1 and 2 are cross-sectional views of the magneto-optical recording medium of the present invention, and 3 and 3 are cross-sectional views of the magneto-optical recording medium of the present invention.
Figure 5 is a graph showing the change in coercive force due to storage of the magneto-optical recording media prepared in Examples 1 to 3, respectively, and Figure 6 is a graph showing the changes in coercive force due to storage of the magneto-optical recording media made in Examples 1 to 3, respectively, and Figure 6 is a graph showing the changes in coercive force due to storage of the magneto-optical recording media made in Examples 1 to 3.
2 is a graph showing the change in coercive force of the magneto-optical recording medium prepared in Example 2. 1...Substrate 2...Magnetic film 3.3'...

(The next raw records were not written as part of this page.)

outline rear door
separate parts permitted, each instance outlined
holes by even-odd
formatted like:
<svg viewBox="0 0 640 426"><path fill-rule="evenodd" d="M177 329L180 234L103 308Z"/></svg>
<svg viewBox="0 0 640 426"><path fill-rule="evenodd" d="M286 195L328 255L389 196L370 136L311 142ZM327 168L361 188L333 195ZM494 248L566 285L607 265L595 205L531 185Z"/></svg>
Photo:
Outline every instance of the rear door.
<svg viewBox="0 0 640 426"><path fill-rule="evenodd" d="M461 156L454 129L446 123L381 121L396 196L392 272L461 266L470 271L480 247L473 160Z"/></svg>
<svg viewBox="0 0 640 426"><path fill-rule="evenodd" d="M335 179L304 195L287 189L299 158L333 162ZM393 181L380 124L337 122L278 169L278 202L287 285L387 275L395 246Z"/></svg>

- Protective film A... Magneto-optical recording medium B produced in Example 1... Magneto-optical recording medium C produced in Example 2... Magneto-optical recording medium D produced in Example 3... Comparison Magneto-optical recording medium E produced in Example 1...Magneto-optical recording medium He produced in Comparative Example 2...Initial coercive force He'...Coercive force after storage Patent applicant Rico Co., Ltd. - Agent Patent attorney Tsukimura Shigegai (1 person)

Claims (1)

[Claims] 1. In a magneto-optical recording medium having a magnetic film having an axis of easy magnetization in a direction perpendicular to the film surface on a substrate and a protective film thereon, the protective film is made of a material belonging to Group III or IV of the periodic table excluding silicon.
A magneto-optical recording medium comprising a nitride of a group element or a group V element.